Increasing storage performance will be possible by increasing system density by keeping the volume constant and increasing storage and heat releasing, or by reducing storage costs by reducing waste, using a variety of materials, or improving system design. Encapsulation is one of the ways to increase the storage performance of a thermal energy storage system. Encapsulation increases the ratio of heat transfer surface to its volume and also stabilizes the phase change material in relation to its surroundings. Han et al. [9], Wu et al. [10] provided appropriate heat transfer characteristics, compatibility, chamber volume changeability, and cost for selecting encapsulated materials. Volumetric chambers are a suitable type for encapsulating a phase change material. Characteristics of this type of encapsulation are their simplicity for design, economic efficiency due to their compatibility on a large scale, as well as high potential for use in commercial applications and public buildings [11]. In this article, special attention is paid to the use of non-welded steel capsules, which has not been addressed in recent articles. Non-leakage into the environment, the ability to change and combine the changing phase of each cylinder, and compatibility with any heat storage system are some of the advantages of using non-welded steel capsules. In addition, such encapsulation can be useful in reducing operating costs and losses.

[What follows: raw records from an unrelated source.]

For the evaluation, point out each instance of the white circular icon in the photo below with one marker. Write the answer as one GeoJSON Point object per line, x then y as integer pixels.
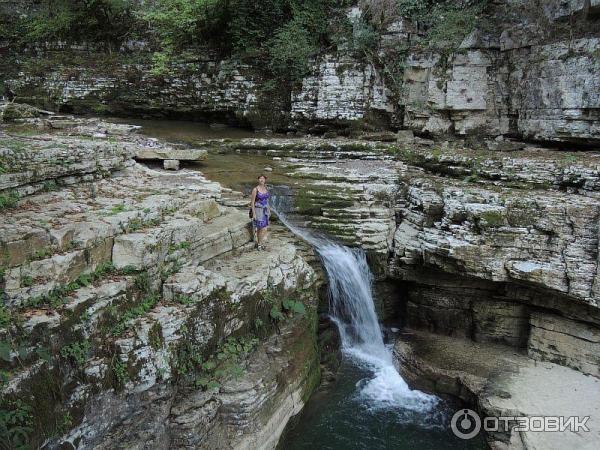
{"type": "Point", "coordinates": [465, 424]}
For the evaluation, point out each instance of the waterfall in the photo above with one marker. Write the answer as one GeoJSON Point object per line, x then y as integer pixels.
{"type": "Point", "coordinates": [353, 310]}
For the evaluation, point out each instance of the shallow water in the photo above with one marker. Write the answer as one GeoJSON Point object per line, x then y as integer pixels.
{"type": "Point", "coordinates": [338, 417]}
{"type": "Point", "coordinates": [369, 406]}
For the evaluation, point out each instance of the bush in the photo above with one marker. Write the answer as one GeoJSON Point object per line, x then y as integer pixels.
{"type": "Point", "coordinates": [290, 51]}
{"type": "Point", "coordinates": [106, 21]}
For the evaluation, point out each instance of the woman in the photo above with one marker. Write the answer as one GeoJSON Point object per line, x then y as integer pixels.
{"type": "Point", "coordinates": [261, 211]}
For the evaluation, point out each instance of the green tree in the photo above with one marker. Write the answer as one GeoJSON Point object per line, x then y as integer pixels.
{"type": "Point", "coordinates": [107, 21]}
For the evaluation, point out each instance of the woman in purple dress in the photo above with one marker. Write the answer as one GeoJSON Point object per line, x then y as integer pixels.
{"type": "Point", "coordinates": [261, 211]}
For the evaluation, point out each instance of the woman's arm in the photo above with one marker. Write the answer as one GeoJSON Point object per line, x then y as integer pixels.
{"type": "Point", "coordinates": [253, 201]}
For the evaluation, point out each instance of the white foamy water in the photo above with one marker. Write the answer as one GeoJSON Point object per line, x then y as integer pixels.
{"type": "Point", "coordinates": [353, 310]}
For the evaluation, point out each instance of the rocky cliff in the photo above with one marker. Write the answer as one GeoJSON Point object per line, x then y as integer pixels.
{"type": "Point", "coordinates": [528, 70]}
{"type": "Point", "coordinates": [135, 312]}
{"type": "Point", "coordinates": [490, 253]}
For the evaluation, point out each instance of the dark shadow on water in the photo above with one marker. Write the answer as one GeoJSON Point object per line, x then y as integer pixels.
{"type": "Point", "coordinates": [336, 418]}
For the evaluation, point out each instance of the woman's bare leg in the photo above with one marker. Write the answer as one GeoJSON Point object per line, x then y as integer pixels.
{"type": "Point", "coordinates": [265, 232]}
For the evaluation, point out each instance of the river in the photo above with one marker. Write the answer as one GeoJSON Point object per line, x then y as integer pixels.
{"type": "Point", "coordinates": [369, 406]}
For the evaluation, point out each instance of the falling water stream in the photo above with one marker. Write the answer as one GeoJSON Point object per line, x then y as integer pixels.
{"type": "Point", "coordinates": [370, 406]}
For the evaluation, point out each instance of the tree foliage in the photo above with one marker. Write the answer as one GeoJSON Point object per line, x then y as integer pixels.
{"type": "Point", "coordinates": [106, 21]}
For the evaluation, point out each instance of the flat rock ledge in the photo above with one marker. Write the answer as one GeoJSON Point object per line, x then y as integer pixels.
{"type": "Point", "coordinates": [138, 296]}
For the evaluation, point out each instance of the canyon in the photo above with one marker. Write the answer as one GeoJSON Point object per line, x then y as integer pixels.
{"type": "Point", "coordinates": [136, 312]}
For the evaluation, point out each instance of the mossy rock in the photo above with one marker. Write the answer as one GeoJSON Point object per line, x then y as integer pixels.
{"type": "Point", "coordinates": [11, 112]}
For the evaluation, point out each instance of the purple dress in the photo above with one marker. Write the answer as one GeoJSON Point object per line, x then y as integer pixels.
{"type": "Point", "coordinates": [261, 210]}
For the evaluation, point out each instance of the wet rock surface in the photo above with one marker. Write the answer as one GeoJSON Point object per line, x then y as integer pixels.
{"type": "Point", "coordinates": [138, 296]}
{"type": "Point", "coordinates": [498, 381]}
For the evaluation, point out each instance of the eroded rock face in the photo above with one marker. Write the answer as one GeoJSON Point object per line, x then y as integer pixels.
{"type": "Point", "coordinates": [137, 295]}
{"type": "Point", "coordinates": [495, 246]}
{"type": "Point", "coordinates": [495, 251]}
{"type": "Point", "coordinates": [496, 381]}
{"type": "Point", "coordinates": [528, 70]}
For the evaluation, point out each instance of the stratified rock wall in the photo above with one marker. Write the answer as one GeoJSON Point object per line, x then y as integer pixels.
{"type": "Point", "coordinates": [528, 77]}
{"type": "Point", "coordinates": [135, 311]}
{"type": "Point", "coordinates": [529, 70]}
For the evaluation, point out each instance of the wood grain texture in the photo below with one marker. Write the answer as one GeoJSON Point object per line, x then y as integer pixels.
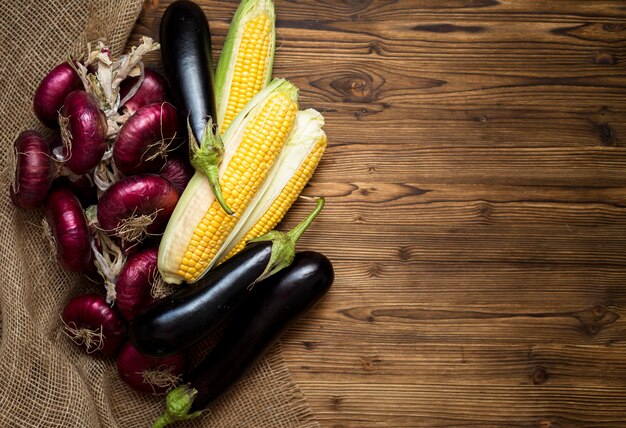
{"type": "Point", "coordinates": [476, 215]}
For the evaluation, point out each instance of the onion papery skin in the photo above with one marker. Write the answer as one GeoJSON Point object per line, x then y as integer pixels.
{"type": "Point", "coordinates": [84, 129]}
{"type": "Point", "coordinates": [134, 283]}
{"type": "Point", "coordinates": [34, 170]}
{"type": "Point", "coordinates": [153, 89]}
{"type": "Point", "coordinates": [142, 143]}
{"type": "Point", "coordinates": [91, 312]}
{"type": "Point", "coordinates": [132, 366]}
{"type": "Point", "coordinates": [68, 226]}
{"type": "Point", "coordinates": [137, 195]}
{"type": "Point", "coordinates": [52, 91]}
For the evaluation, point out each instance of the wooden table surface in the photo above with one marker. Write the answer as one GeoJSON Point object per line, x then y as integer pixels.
{"type": "Point", "coordinates": [476, 208]}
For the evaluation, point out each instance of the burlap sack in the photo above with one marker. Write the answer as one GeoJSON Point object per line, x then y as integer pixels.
{"type": "Point", "coordinates": [44, 380]}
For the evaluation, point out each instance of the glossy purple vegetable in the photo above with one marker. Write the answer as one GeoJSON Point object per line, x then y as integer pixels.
{"type": "Point", "coordinates": [142, 143]}
{"type": "Point", "coordinates": [176, 322]}
{"type": "Point", "coordinates": [135, 281]}
{"type": "Point", "coordinates": [258, 322]}
{"type": "Point", "coordinates": [152, 90]}
{"type": "Point", "coordinates": [84, 129]}
{"type": "Point", "coordinates": [34, 171]}
{"type": "Point", "coordinates": [52, 91]}
{"type": "Point", "coordinates": [137, 206]}
{"type": "Point", "coordinates": [68, 227]}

Various researches have been done on Encapsulations. Raul et al. [12] proposed a mathematical model for the state of encapsulated phase change materials by considering two non-equilibrium equations coupled by enthalpy method to consider phase changes. They also designed and built a laboratory system to evaluate the effects of charge temperature, discharge temperature, and flow rate on the system's thermal performance during energy storage and release operations. The in-depth study of the capsule diameter and wall porosity showed that higher energy in the storage and release of thermal energy occurred for smaller capsule diameters and higher porosity. Höhlein et al. [13] investigated the macro-scale encapsulation method of phase change materials as one of the methods to overcome low thermal conductivity and significant volume change of phase change materials. Macro-encapsulation are metal containers designed with a portion of air. These containers compensate for the change in volume of the alternating material, and the capsule walls have a large surface area for heat transfer.
In this research, a heat exchanger with distilled water and light paraffin with specific properties has been used as a heat and energy storage material.

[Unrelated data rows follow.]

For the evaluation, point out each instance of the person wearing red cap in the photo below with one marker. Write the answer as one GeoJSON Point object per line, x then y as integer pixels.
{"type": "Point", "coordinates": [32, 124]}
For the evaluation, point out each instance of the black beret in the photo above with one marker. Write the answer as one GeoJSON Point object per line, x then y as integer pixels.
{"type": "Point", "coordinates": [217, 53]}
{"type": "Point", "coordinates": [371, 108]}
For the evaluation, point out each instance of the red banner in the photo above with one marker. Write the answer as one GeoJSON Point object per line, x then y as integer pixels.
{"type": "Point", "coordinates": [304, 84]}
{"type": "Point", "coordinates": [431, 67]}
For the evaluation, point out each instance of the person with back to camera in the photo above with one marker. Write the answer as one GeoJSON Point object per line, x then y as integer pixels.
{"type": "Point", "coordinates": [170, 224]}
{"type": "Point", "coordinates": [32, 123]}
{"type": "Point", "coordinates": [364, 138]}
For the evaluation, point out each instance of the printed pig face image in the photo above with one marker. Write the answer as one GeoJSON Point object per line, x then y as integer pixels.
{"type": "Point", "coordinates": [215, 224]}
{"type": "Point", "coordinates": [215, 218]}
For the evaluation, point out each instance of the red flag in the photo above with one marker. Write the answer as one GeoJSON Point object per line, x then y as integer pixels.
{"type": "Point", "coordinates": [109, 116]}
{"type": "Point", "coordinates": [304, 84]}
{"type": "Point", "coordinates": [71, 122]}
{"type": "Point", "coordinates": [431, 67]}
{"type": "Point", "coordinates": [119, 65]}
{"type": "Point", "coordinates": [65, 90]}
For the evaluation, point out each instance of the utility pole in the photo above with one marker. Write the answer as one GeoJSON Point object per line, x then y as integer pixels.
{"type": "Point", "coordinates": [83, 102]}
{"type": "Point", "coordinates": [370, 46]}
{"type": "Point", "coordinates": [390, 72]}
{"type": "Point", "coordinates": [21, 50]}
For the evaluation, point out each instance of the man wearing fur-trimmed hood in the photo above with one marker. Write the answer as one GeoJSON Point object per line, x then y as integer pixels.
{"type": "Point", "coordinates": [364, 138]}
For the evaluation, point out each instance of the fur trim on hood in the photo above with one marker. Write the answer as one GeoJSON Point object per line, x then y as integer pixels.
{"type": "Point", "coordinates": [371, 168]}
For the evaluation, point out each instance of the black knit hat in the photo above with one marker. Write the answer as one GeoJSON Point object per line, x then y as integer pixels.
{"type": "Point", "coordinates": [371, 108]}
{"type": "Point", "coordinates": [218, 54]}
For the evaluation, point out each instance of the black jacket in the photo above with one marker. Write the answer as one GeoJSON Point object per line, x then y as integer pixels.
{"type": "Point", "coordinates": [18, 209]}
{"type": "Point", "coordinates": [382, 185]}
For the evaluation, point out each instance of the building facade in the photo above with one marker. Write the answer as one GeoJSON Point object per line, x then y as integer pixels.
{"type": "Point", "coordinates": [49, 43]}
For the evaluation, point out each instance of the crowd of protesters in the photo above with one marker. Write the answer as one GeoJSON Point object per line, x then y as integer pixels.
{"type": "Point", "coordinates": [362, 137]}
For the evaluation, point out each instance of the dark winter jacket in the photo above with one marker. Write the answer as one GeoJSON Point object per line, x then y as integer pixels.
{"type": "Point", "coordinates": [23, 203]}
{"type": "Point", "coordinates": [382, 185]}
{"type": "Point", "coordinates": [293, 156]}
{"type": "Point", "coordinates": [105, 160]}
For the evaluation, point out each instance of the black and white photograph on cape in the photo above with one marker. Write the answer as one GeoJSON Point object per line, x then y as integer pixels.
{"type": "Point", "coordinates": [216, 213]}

The novel of this study is by focusing on comparing the effect of trapping atmospheric air (Test 2) instead of static water (Test 1) allocated around aluminum cylinders to evaluate the remarkable effect of radiant heat transfer along with conduction heat transfer between the metal surfaces of the cylinders and the inner Nano-coated wall of the thermal energy storage, which is the best possible case to store thermal energy in the phase change materials of the target Paraffin. The bulk temperature changes of both Stationary Water and Enclosed Air status per Fo numbers for different rates of distilled water circulation fluid at various values of heat flux are obtained to describe temperature variations inside unit. In addition, comparison of total heat transfer coefficient values for maximum circulating distilled water rate inside coil during the melting process over time for both experimental Tests 1 and 2 have been achieved at present work.
2.1 Experimental module
The shell-tube spiral chamber used in this research is an individual thermal energy storage. This unit has a spiral coil. On the side of the shell, metal cylinders containing paraffin (phase change materials) are embedded. This setup consists of an assembly of thirteen cylinders. The cylinders are assembled in second level which is described in Table 1. The assembly is immersed in TES system and aligned vertically in the direction of gravity force.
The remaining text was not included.